A finance expert at Heriot-Watt University in Scotland is to help the United Nations shape future policy on credit ratings agencies.
Dr Patrycja Klusak, an expert in credit ratings agencies and Professor of Accounting and Finance at the University’s Edinburgh Business School, has been invited to present at a high level closed meeting in New York this week.
The event, at the United Nations University Centre for Policy Research, will explore the role of credit rating agencies in international finance, including their impact on developing countries.
Credit rating agencies are companies that assess the creditworthiness of financial institutions, companies and governments.
“The ratings applied to a country’s financial health are hugely important because they help that country – and its banks and businesses – to access capital and borrow money at affordable rates,” Dr Klusak explains. “They also underpin direct investment flows into big national projects and affect the efficiency and stability of capital markets across borders.”
The United Nations University Centre for Policy Research is a UN think tank that carries out policy-focused research on issues of strategic interest and importance to the UN and its 193 member states.
In its briefing for the event, the Centre says: “In Africa, it is estimated that $74.5 billion could be saved if ratings from international credit rating agencies were fairer and more objective. These perceptions of credit ratings and have sparked new approaches to credit ratings and, in some cases, proposals for new credit rating institutions.”
Ghana’s President, Nana Akufo-Addo, has also said that credit ratings can turn “liquidity crises into solvency crises,” the Centre adds.
Dr Klusak explains: “Ratings are opinions about the likelihood of a country defaulting on its debt – and as we don’t have a crystal ball, they might not always be what we expect. This doesn’t necessarily imply that ratings are biased. But it does highlight why the credit rating process and the data analysis around it needs to be more scientifically linked to the performance of individual economies – in a way that perhaps hasn’t been done before.”
Earlier this year, Dr Klusak co-authored research with Norwich Business School at the University of East Anglia and Bangor Business School at Bangor University about the impact on credit ratings of ‘soft’ information – for example, a discussion with the country about its financial prospects and management policies – in addition to hard economic or fiscal data, such as gross domestic product. This component of ratings might be seen as ‘favouritism’ towards developed European economies. It can lead to ratings agencies consciously or unconsciously inflating the ratings of particular countries, with developing countries potentially disadvantaged.
The United Nations University Centre for Policy Research says governments and multilateral institutions have “expressed concern and discontent” with the functioning of the current international financial system, which is seen as “outdated, biased, and slow to adapt to new challenges.”
The event, The Role of Credit Rating Agencies in the International Financial Architecture, will help to shape policy around the future role of credit ratings agencies in international finance.

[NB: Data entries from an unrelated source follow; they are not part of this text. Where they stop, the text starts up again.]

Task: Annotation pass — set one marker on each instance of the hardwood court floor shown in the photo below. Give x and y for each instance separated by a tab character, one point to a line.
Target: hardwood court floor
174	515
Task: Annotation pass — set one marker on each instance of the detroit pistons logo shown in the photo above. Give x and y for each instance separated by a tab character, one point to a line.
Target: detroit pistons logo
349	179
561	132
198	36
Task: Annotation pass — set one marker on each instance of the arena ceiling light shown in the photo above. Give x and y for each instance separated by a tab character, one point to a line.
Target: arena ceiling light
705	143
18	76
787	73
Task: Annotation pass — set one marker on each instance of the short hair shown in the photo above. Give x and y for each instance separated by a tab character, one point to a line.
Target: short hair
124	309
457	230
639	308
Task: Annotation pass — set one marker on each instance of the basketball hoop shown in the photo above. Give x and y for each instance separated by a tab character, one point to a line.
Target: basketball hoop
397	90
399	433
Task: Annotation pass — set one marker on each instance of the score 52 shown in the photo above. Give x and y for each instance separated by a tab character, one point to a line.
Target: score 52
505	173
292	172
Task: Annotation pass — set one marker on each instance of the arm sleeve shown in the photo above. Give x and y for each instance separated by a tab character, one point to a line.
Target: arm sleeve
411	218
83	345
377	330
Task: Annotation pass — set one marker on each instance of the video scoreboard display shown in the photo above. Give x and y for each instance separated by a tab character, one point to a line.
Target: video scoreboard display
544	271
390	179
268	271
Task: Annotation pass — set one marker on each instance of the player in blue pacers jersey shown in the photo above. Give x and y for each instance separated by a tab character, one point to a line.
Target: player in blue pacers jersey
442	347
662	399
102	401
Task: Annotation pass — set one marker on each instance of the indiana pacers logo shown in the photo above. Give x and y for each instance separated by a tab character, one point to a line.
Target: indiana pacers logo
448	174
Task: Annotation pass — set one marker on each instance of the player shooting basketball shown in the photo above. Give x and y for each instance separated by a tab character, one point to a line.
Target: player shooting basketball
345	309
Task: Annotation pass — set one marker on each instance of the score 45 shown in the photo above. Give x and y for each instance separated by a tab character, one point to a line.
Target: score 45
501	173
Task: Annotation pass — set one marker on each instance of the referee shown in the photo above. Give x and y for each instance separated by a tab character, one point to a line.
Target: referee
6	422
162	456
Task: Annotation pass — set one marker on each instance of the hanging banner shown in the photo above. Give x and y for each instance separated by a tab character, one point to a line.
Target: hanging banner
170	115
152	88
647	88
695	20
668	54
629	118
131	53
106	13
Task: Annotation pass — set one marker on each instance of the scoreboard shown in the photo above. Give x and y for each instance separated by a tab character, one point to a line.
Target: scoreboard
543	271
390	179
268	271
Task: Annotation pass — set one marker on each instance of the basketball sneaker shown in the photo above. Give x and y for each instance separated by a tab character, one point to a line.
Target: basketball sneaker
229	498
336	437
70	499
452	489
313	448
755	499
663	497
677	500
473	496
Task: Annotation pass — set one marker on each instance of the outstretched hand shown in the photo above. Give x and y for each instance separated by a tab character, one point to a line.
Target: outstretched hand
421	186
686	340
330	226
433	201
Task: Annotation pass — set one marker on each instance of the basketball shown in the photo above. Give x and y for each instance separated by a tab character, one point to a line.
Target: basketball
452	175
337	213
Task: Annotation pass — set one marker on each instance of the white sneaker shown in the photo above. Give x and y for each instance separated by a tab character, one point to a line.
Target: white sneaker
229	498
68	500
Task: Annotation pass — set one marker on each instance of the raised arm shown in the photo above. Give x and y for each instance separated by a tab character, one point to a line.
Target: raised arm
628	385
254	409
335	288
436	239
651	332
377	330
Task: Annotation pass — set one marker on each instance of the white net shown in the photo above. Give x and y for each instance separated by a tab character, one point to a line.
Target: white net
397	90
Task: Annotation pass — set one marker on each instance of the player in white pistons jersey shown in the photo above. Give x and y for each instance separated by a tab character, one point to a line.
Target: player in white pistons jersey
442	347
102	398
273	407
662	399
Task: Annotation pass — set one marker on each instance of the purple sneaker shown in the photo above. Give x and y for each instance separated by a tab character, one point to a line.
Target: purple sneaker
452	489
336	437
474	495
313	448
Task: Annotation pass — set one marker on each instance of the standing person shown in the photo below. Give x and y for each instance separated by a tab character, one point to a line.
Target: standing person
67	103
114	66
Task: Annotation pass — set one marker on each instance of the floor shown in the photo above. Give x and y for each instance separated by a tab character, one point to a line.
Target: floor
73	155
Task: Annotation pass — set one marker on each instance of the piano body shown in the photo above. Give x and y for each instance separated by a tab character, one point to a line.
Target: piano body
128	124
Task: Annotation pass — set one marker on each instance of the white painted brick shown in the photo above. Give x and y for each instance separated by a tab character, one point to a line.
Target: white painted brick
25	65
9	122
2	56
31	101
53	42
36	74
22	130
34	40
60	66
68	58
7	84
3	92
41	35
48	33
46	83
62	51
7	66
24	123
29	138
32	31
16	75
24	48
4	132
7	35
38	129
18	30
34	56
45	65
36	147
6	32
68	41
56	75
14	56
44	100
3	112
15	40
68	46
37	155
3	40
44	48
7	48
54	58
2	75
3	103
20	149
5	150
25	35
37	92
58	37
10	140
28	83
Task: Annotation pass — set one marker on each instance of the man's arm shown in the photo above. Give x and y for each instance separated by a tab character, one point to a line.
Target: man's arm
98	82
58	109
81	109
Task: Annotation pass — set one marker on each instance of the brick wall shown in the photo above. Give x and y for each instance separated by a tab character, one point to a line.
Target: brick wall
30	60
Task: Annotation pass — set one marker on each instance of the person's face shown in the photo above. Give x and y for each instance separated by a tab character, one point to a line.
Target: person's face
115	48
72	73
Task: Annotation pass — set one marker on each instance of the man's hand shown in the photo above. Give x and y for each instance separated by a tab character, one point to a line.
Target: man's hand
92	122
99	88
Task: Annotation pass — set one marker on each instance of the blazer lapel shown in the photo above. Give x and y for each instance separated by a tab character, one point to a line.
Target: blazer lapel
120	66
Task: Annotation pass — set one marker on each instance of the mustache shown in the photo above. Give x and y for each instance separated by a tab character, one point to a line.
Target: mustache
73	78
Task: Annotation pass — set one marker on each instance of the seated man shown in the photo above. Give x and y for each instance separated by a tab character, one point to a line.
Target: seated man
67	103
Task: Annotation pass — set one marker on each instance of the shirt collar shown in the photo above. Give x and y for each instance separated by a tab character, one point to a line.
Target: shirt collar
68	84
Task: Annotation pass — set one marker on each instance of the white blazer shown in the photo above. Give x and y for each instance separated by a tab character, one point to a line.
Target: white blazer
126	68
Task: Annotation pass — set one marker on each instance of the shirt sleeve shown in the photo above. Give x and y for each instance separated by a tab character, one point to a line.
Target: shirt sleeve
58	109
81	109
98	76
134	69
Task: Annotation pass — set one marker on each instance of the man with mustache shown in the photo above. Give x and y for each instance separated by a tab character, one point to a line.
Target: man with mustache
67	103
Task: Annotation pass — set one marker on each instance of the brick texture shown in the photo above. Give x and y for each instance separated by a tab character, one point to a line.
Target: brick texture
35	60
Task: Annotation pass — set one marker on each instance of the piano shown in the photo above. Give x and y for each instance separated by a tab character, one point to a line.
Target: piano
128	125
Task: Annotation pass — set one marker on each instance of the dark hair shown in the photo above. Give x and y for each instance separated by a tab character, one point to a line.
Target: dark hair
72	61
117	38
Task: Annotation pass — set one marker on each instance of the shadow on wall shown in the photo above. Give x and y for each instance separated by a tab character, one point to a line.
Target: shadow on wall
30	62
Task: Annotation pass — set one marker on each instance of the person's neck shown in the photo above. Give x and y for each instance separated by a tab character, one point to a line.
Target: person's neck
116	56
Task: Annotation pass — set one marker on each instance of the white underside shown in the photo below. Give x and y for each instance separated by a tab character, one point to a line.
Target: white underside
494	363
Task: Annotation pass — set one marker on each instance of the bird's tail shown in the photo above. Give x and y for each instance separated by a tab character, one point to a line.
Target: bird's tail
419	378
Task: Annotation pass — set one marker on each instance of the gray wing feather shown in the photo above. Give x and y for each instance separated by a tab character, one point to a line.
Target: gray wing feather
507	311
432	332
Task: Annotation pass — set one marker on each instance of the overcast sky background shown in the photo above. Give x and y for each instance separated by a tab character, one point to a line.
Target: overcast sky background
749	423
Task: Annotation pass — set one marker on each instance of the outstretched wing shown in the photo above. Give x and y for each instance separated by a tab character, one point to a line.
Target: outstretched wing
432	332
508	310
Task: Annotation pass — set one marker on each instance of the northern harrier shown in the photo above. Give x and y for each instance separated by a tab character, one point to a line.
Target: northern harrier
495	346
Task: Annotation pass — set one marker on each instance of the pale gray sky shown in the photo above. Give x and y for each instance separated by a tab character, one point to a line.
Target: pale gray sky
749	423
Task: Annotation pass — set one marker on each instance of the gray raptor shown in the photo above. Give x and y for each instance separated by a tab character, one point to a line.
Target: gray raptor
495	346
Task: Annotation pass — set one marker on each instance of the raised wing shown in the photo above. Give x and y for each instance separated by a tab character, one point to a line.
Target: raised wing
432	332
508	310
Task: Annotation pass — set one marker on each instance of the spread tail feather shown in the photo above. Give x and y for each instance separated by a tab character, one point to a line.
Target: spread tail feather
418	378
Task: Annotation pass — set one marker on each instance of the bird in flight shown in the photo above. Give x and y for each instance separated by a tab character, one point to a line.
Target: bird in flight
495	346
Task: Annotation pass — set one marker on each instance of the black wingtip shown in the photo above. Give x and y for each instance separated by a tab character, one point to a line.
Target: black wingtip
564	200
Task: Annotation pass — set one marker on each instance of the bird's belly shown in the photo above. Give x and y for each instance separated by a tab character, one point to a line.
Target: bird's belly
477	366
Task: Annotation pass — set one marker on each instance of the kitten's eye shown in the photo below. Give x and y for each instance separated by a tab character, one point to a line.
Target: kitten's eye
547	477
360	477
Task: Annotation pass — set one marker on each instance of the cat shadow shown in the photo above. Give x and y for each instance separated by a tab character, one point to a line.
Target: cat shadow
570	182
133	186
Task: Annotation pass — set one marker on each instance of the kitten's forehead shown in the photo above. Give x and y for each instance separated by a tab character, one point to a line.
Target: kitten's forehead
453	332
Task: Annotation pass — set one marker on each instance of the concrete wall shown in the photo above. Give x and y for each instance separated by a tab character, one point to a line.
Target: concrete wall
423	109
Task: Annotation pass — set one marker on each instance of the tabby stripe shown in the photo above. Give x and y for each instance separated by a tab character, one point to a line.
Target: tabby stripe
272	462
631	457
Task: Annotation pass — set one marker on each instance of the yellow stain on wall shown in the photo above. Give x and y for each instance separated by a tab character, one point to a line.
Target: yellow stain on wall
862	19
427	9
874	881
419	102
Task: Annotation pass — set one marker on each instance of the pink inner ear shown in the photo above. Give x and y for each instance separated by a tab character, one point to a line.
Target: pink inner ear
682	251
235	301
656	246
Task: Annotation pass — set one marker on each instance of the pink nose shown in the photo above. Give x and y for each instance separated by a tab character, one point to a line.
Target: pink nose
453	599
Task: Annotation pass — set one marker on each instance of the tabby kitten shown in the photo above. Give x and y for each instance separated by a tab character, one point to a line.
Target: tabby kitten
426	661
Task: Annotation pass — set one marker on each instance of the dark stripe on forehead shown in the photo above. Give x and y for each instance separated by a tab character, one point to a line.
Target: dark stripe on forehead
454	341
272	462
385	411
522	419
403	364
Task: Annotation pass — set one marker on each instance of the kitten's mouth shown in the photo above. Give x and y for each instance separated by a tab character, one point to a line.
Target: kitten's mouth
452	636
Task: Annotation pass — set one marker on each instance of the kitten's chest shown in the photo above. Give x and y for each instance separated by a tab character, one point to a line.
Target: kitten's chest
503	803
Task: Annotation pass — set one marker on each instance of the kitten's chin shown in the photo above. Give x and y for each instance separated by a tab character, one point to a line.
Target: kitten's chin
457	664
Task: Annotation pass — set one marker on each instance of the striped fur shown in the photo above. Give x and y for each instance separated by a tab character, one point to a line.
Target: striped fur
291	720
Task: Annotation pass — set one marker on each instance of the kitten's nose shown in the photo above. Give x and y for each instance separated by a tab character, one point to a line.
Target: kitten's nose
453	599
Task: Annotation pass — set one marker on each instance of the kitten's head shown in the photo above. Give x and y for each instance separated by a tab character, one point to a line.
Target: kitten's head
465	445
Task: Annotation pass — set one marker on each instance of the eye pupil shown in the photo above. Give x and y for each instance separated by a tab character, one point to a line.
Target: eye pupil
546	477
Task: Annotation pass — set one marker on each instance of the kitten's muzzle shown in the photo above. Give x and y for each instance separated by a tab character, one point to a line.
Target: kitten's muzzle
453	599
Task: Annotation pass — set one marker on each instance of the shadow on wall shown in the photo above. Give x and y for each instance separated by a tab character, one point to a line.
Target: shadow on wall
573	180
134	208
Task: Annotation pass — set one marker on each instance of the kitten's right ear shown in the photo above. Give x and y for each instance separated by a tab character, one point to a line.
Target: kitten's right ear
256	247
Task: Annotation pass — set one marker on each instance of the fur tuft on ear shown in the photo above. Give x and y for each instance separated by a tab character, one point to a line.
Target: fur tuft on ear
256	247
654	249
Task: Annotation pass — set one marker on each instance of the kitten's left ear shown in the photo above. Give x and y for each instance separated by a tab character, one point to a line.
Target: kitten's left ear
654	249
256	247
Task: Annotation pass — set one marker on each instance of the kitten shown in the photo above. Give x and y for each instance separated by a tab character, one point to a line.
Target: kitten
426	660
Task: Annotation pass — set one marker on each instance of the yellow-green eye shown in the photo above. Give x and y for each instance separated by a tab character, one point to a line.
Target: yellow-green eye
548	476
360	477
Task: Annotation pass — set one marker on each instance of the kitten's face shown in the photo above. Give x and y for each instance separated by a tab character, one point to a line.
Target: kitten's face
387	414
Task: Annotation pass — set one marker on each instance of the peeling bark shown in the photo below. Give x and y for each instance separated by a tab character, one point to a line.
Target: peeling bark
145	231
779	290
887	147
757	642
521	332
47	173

Dr Klusak will address the event’s first session, which will introduce the subject and set the scene, exploring the role of credit rating agencies in the context of international financial reform.
Dr Klusak has been researching the behaviour and regulation of credit ratings agencies for more than ten years. Her work also explores climate and biodiversity loss and its effect on future credit ratings of countries. She is an Affiliated Researcher at the Bennett Institute for Public Policy, a public policy research institute at the University of Cambridge, visiting Professor at Bennett Institute for Innovation and Policy at Sussex University, and a theme lead at the ClimaTraces lab at Kings College, Cambridge University.